Due to the proven role of neuroplasticity in the development of pain in some patients with CP, and the frequent digestive system-related adverse effects of pregabalin, attempts have been made to construct methods predicting the response of patients to its use in pain management. In addition to EEG monitoring of analgesia (see below), Quantitative Sensory Testing (QST) may be used. The response was observed only after electrical stimulation of the Th10 dermatome (corresponding with the pancreas) and the effectiveness of such prediction was estimated at 83.9% [18-19].

When treating pain therapy in patients with impaired verbal contact (or unconscious), the level of analgesia can be tested using electroencephalography (EEG). After administration of pregabalin, the normalization of the (previously increased) amplitude of theta waves over the parietal lobes may be an indicator interpretable as analgesia [20].

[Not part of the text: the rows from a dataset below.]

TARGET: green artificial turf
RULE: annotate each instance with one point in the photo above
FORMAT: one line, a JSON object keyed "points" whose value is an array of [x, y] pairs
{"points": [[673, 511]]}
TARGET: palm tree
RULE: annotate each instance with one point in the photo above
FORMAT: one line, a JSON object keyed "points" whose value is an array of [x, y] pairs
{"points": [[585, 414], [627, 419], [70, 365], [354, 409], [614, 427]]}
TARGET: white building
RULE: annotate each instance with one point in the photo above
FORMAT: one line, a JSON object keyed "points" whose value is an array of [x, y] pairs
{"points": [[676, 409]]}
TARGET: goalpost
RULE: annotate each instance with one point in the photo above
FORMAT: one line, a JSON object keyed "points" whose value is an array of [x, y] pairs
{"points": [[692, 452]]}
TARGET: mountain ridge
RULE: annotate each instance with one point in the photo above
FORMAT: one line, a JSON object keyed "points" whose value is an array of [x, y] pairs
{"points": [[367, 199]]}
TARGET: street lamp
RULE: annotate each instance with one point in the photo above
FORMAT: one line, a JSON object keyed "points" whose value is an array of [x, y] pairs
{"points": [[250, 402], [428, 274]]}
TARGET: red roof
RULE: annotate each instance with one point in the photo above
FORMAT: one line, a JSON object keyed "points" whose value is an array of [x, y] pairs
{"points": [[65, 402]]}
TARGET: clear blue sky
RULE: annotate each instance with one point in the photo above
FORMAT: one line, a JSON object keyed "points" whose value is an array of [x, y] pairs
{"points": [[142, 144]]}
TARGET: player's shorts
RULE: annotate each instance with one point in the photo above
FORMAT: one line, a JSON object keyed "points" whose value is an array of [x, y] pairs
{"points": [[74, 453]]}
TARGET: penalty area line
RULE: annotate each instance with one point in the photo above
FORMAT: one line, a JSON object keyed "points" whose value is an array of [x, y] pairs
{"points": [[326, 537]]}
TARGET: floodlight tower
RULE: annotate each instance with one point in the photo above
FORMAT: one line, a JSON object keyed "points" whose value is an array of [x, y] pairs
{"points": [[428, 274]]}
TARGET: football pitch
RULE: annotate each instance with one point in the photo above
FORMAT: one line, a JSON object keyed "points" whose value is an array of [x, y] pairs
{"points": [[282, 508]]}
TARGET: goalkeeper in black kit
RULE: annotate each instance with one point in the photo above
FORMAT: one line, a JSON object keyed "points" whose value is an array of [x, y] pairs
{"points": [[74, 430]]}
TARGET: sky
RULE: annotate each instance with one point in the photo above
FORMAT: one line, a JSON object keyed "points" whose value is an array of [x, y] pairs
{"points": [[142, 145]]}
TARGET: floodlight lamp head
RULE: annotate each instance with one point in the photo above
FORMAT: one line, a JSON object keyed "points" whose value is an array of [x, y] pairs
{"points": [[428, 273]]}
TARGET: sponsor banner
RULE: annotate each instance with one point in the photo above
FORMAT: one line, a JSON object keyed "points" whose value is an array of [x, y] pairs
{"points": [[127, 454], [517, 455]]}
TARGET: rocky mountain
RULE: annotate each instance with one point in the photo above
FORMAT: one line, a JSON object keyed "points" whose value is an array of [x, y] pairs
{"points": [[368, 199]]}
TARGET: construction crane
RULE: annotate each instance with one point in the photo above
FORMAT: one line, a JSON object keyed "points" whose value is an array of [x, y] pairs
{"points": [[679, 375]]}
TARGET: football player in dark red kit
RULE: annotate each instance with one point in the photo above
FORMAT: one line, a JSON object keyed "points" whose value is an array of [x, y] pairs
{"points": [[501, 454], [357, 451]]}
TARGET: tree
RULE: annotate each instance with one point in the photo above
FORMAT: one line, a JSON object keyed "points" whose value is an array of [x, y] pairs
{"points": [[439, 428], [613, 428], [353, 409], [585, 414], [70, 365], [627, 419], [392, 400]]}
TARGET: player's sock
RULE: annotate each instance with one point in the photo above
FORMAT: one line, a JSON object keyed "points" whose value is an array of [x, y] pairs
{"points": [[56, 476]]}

According to the latest studies, including randomized clinical trials, pregabalin seems to be an effective analgesic in patients with CP. Its use should be considered primarily in patients in whom conventional measures of the analgesic ladder proved unsatisfactory. Pregabalin seems to have a synergistic effect with antioxidants and the degree of its absorption is not significantly affected by the course of CP itself. The patient’s response to pregabalin therapy can be predicted using QST, whereas in patients with impaired verbal contact it can be monitored using EEG.